Showing posts with label Ethics of. Show all posts
Showing posts with label Ethics of. Show all posts

Artificial Intelligence - What Is The Asilomar Conference On Beneficial AI?


The Asilomar Meeting on Beneficial AI has most prominently portrayed social concerns around artificial intelligence and danger to people via Isaac Asimov's Three Laws of Robotics.

"A robot may not damage a human being or, by inactivity, enable a human being to come to harm; A robot must follow human instructions unless such orders would contradict with the First Law; A robot must safeguard its own existence unless such protection would clash with the First or Second Law" (Asimov 1950, 40).

In subsequent books, Asimov added a Fourth Law or Zeroth Law, which is often quoted as "A robot may not hurt mankind, or, by inactivity, enable humanity to come to harm," and is detailed in Robots and Empire by the robot character Daneel Olivaw (Asimov 1985, chapter 18).

Asimov's zeroth rule sparked debate on how to judge whether or not something is harmful to mankind.

This was the topic of the 2017 Asilomar Conference on Beneficial AI, which went beyond the Three Laws and the Zeroth Law to propose twenty-three principles to protect mankind in the future of AI.

The conference's sponsor, the Future of Life Institute, has posted the principles on its website and has received 3,814 signatures from AI experts and other multidisciplinary supporters.

There are three basic kinds of principles: research questions, ethics and values, and long-term concerns.

These research guidelines are intended to guarantee that the aims of artificial intelligence continue to be helpful to people.

They're meant to help investors decide where to put their money in AI research.

To achieve useful AI, Asilomar signatories con incline that research agendas should encourage and preserve openness and conversation between AI researchers, policymakers, and developers.

Researchers interested in the development of artificial intelligence systems should work together to prioritize safety.

Proposed concepts relating to ethics and values are aimed to prevent damage and promote direct human control over artificial intelligence systems.

Parties to the Asilomar principles believe that AI should reflect human values such as individual rights, freedoms, and diversity acceptance.

Artificial intelligences, in particular, should respect human liberty and privacy, and should only be used to empower and enrich humanity.

Human social and civic norms must be adhered to by AI.

The Asilomar signatories believe that AI creators should be held accountable for their work.

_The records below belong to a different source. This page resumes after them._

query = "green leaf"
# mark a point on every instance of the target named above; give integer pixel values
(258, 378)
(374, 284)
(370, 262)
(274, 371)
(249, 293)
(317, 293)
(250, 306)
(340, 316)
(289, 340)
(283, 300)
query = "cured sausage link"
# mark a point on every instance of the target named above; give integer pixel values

One aspect that stands out is the likelihood of an autonomous weapons arms race.

Because of the high stakes, the designers of the Asilomar principles incorporated principles that addressed longer-term challenges.

They advised prudence, meticulous planning, and human supervision.

Superintelligences must be produced for the wider welfare of mankind, and not merely to further the aims of one industry or government.

The Asilomar Conference's twenty-three principles have sparked ongoing discussions about the need for beneficial AI and specific safeguards for the future of AI and humanity.

~ Jai Krishna Ponnappan

You may also want to read more about Artificial Intelligence here.

See also: 

Accidents and Risk Assessment; Asimov, Isaac; Autonomous Weapons Systems, Ethics of; Campaign to Stop Killer Robots; Robot Ethics.

Further Reading

Asilomar AI Principles. 2017.

Asimov, Isaac. 1950. “Runaround.” In I, Robot, 30–47. New York: Doubleday.

Asimov, Isaac. 1985. Robots and Empire. New York: Doubleday.

Sarangi, Saswat, and Pankaj Sharma. 2019. Artificial Intelligence: Evolution, Ethics, and Public Policy. Abingdon, UK: Routledge.